Block groups are an implementation-level detail.

There is block-level shared memory and some synchronization operations at the per-block level.

monster

Here both blocks and threads per block are in the 2-dimension array. Each time you should tell the number of blocks and threads per block and the total threads you use is the number of blocks times the number threads per block.

Xelblade

threadIDx is akin to program index. blockDim is akin to program count. blockID is akin to task ID.

xiaowend

One advantage of keeping block-level memory is that this kind of shared memory is cheaper.

Tao

The shared memory is on-chip, smaller but faster.

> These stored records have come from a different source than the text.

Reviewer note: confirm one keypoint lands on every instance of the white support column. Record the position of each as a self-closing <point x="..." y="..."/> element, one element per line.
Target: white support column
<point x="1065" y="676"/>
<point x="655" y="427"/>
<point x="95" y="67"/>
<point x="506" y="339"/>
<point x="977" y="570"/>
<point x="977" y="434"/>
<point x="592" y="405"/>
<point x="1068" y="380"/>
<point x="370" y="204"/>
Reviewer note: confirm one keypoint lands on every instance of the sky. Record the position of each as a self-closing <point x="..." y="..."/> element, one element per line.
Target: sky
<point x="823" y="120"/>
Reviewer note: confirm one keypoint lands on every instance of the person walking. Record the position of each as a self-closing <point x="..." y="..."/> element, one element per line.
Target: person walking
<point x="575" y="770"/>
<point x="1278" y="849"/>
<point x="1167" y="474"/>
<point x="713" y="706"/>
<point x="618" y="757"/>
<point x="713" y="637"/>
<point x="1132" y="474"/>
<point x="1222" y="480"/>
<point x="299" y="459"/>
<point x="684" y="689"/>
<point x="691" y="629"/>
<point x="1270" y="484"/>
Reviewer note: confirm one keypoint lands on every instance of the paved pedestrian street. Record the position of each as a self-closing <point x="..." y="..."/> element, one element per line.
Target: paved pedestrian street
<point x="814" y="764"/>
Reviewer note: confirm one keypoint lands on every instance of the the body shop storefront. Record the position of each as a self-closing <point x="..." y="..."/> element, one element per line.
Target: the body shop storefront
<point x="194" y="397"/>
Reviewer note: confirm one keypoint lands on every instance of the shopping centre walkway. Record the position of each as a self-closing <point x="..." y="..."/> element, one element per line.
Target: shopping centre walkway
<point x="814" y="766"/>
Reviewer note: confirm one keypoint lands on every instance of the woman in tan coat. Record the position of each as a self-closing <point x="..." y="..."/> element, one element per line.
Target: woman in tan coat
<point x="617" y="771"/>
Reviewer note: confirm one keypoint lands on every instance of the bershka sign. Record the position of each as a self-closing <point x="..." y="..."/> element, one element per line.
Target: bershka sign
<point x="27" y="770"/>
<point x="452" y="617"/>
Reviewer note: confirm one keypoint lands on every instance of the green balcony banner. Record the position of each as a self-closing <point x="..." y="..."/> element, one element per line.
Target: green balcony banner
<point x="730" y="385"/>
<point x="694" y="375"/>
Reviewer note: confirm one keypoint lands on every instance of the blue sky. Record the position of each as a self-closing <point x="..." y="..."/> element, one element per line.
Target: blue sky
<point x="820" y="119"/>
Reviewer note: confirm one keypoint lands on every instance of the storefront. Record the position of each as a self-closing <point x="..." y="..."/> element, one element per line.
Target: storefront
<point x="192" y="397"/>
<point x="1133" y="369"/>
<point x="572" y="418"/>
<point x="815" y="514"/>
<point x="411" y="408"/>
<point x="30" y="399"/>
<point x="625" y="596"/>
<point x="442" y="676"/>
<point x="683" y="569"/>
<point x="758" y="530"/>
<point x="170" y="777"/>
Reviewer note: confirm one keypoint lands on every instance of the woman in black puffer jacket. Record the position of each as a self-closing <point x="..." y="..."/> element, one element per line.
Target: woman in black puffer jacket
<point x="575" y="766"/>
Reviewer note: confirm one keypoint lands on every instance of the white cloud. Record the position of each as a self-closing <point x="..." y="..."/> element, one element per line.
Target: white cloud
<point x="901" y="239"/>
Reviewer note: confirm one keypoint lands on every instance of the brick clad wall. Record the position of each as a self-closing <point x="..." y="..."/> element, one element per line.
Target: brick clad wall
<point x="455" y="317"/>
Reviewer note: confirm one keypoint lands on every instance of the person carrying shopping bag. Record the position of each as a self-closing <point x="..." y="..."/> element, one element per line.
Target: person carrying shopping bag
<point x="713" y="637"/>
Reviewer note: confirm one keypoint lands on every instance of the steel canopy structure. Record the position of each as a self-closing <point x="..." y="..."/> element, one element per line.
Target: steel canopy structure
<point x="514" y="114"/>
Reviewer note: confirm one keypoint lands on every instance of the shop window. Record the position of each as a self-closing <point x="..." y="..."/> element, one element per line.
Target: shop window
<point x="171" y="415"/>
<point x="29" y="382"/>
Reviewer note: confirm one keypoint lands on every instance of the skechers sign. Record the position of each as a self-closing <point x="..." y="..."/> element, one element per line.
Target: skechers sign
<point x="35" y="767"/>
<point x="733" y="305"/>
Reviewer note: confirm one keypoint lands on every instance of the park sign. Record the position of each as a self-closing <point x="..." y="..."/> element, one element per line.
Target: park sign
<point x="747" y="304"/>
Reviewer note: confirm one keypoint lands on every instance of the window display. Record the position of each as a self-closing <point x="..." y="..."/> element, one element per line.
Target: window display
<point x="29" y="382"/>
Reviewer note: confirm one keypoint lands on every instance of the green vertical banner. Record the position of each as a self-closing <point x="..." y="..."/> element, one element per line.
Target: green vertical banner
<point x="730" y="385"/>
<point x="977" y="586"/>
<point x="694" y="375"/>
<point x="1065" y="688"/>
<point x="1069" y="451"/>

The idea might be similar to the cache in the memory hierarchy. Another benefit is that it allows the threads in a block to communicate via memory.

kayvonf

@Tao: Yes, you can think about the shared memory like a cache since data in shared memory is resident in low-latency, on-chip storage. The primary difference between shared memory and a traditional cache is that a program has to manually load data into shared memory (software manages what data is stored in the shared memory). In contrast, a cache is largely transparent to software: a program just issues loads and stores and the hardware manages what data is stored in a cache.

Another name for the storage used to implement shared memory is a "scratchpad".

If you read more closely about the details of an NVIDIA GPU, you'll find that each core has a fixed amount of addressable on-chip storage. This storage can be dynamically configured into a scratchpad region that is used for CUDA shared memory allocations and a part that functions as an L1 cache for off-chip global memory. On most recent NVIDIA GPUs (certain true of the 480 and 6xx GPUs in the lab), there's 64 KB of storage per core, of which at least 16 KB must be reserved for shared memory.